Reputation: 410
I have Spark and Airflow cluster, I want to send a spark job from Airflow container to Spark container. But I am new about Airflow and I don't know which configuration I need to perform. I copied spark_submit_operator.py
under the plugins folder.
from airflow import DAG
from airflow.contrib.operators.spark_submit_operator import SparkSubmitOperator
from datetime import datetime, timedelta
args = {
'owner': 'airflow',
'start_date': datetime(2018, 7, 31)
}
dag = DAG('spark_example_new', default_args=args, schedule_interval="*/10 * * * *")

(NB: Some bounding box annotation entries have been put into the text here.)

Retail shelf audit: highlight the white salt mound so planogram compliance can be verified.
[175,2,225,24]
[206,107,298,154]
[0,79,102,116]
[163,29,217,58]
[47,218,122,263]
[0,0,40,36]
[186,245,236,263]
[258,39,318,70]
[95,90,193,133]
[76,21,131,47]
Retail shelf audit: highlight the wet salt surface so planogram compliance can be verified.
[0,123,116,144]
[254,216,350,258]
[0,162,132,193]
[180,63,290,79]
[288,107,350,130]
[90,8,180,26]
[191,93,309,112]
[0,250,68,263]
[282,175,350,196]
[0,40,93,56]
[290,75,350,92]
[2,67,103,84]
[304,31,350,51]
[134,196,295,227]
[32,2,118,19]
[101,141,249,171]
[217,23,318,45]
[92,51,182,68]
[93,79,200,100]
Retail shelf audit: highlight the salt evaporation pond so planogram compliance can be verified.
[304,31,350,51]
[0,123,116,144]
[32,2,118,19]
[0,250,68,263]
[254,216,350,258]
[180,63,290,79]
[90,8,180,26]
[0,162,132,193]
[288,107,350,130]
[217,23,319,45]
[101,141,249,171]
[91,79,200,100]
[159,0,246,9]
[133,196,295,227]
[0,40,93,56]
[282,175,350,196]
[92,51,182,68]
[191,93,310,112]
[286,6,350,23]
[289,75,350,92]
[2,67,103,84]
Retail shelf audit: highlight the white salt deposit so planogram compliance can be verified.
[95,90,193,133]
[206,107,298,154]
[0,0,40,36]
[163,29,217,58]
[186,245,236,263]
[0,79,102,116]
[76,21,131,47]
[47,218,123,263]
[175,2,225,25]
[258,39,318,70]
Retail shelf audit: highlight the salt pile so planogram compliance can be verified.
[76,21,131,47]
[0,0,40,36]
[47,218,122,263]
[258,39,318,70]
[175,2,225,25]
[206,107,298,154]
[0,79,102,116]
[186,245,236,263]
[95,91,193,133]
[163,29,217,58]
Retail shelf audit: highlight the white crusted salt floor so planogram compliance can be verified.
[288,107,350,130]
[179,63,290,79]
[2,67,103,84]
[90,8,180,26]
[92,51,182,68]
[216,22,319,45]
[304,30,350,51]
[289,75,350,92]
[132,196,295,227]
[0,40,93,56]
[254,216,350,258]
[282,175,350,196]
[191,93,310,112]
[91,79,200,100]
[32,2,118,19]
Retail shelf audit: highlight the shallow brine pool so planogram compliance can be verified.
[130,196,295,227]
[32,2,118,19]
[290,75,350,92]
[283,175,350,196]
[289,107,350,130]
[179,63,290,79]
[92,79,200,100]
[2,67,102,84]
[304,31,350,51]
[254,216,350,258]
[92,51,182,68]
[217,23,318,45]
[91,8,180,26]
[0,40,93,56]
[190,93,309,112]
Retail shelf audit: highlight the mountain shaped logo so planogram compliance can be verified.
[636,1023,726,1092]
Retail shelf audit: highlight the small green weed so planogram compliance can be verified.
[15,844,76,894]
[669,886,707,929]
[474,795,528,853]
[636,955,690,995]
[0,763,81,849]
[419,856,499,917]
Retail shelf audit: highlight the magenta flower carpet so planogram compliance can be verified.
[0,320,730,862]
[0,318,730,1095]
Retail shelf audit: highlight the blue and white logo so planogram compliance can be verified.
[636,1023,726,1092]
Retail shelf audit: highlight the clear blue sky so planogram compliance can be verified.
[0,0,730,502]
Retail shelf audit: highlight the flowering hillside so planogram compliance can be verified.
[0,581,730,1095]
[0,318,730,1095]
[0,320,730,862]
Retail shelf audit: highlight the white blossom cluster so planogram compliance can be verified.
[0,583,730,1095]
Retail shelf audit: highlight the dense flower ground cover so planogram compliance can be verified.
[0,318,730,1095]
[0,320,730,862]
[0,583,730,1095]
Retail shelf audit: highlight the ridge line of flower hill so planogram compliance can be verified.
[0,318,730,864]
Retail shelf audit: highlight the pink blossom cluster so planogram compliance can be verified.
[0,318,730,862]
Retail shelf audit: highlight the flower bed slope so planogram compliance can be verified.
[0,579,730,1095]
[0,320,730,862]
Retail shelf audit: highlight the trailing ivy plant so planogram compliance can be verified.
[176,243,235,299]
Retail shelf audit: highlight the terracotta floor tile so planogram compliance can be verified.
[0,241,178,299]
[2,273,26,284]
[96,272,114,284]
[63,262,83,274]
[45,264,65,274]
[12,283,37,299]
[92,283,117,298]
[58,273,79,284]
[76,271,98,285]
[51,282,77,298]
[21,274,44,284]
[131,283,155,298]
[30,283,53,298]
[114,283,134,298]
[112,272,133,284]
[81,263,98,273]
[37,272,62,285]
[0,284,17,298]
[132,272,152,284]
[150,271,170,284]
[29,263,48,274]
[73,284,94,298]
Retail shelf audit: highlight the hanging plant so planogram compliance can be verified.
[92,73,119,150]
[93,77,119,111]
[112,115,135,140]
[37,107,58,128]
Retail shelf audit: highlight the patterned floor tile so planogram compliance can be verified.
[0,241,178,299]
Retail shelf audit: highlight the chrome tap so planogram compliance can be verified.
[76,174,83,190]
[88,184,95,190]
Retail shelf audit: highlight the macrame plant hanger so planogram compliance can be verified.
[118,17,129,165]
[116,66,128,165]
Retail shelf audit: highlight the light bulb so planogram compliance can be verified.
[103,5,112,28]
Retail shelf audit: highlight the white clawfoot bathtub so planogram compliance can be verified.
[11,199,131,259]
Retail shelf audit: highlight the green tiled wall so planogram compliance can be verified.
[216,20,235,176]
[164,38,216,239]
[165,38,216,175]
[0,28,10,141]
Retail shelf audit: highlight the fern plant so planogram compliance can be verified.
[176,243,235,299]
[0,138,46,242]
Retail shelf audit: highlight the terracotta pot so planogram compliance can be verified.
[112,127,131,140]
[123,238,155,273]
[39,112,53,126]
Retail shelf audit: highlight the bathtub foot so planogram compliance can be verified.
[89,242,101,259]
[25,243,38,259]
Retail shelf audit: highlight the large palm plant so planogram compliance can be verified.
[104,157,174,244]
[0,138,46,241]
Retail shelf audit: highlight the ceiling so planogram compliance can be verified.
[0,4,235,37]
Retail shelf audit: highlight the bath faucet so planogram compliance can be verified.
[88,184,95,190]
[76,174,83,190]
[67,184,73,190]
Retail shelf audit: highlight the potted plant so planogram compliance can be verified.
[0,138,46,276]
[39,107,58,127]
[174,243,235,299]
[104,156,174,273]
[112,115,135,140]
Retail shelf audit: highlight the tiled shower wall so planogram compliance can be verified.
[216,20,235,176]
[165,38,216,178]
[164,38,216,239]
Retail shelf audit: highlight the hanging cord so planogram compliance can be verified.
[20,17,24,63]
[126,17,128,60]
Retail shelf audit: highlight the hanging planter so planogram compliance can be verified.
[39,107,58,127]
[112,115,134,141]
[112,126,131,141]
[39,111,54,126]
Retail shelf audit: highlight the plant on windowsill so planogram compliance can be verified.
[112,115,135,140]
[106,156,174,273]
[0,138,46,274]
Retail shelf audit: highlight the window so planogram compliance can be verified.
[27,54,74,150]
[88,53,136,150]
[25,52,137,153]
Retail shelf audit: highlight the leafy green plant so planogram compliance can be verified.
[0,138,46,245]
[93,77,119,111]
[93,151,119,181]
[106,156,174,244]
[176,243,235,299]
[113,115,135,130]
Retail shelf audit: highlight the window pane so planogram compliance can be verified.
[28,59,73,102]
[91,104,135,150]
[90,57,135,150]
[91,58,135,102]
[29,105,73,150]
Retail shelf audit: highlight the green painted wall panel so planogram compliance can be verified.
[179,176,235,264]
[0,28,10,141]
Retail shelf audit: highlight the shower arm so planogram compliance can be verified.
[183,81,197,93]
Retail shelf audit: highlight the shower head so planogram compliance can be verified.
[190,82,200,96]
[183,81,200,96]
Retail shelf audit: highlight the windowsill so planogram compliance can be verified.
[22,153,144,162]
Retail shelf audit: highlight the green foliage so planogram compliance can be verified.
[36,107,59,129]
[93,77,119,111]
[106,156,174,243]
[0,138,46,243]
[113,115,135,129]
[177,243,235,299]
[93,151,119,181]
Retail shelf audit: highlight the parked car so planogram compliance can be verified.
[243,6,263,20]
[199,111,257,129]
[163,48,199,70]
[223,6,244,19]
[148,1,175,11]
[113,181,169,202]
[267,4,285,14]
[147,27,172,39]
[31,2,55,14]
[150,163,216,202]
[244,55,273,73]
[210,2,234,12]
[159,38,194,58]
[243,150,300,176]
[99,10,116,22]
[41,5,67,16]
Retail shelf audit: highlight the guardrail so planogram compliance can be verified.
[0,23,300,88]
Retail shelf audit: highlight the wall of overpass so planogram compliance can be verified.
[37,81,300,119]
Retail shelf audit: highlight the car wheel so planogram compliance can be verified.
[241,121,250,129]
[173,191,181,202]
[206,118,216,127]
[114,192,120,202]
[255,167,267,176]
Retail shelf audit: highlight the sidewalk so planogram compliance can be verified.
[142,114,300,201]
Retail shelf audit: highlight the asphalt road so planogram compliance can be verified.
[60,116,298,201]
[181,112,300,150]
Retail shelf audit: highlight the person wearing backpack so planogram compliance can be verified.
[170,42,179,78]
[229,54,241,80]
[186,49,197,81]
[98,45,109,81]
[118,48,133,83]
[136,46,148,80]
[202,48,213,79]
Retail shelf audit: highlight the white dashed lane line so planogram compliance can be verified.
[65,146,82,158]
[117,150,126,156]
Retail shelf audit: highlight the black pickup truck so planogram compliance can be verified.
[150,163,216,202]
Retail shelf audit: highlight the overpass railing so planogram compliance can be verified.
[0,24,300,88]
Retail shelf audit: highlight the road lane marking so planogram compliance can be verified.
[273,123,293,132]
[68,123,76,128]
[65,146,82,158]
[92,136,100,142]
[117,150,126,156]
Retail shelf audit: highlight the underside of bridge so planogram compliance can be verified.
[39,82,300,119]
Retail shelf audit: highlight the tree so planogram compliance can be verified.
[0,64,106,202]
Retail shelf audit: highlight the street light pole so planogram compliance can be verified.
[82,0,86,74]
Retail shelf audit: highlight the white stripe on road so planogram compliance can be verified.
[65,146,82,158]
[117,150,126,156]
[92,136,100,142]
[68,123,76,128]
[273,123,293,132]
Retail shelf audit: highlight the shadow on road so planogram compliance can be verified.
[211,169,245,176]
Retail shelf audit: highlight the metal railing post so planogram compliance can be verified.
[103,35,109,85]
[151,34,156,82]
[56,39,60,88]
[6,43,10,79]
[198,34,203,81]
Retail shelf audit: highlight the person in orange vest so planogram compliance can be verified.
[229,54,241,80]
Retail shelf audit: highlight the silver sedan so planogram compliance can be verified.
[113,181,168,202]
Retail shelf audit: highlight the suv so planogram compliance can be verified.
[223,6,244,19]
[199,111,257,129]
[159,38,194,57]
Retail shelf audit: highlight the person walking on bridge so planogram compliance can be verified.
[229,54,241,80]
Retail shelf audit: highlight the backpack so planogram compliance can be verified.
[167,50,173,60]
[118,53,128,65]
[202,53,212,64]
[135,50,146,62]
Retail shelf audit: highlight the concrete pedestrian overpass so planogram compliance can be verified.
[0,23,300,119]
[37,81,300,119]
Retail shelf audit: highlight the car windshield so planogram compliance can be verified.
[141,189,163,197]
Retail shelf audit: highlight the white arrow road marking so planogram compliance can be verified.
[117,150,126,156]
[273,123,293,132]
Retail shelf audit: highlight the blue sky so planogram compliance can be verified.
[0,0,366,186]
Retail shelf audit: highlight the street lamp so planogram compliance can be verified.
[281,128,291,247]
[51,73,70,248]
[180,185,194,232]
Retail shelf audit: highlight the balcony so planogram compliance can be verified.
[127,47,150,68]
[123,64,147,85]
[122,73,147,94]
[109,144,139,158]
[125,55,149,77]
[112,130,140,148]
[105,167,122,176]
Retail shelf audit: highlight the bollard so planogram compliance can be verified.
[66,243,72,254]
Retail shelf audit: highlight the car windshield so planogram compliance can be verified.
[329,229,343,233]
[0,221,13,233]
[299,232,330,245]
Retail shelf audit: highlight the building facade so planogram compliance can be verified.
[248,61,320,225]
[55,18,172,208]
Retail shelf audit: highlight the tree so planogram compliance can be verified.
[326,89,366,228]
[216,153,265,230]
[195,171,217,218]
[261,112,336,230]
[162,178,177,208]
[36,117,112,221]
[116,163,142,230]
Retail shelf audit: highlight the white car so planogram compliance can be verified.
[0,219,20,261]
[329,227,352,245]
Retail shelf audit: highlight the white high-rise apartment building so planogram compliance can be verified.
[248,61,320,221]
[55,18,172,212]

operator = SparkSubmitOperator(
task_id='spark_submit_job',
conn_id='spark_default',
java_class='Simple',
application='/spark/abc.jar',
total_executor_cores='1',
executor_cores='1',
executor_memory='2g',
num_executors='1',
name='airflow-spark-example',
verbose=False,
driver_memory='1g',
application_args=["1000"],
conf={'master':'spark://master:7077'},
dag=dag,
)
master is the hostname of our Spark Master container. When I run the dag, it produce following error:
[2018-09-20 05:57:46,637] {{models.py:1569}} INFO - Executing <Task(SparkSubmitOperator): spark_submit_job> on 2018-09-20T05:57:36.756154+00:00
[2018-09-20 05:57:46,637] {{base_task_runner.py:124}} INFO - Running: ['bash', '-c', 'airflow run spark_example_new spark_submit_job 2018-09-20T05:57:36.756154+00:00 --job_id 4 --raw -sd DAGS_FOLDER/firstJob.py --cfg_path /tmp/tmpn2hznb5_']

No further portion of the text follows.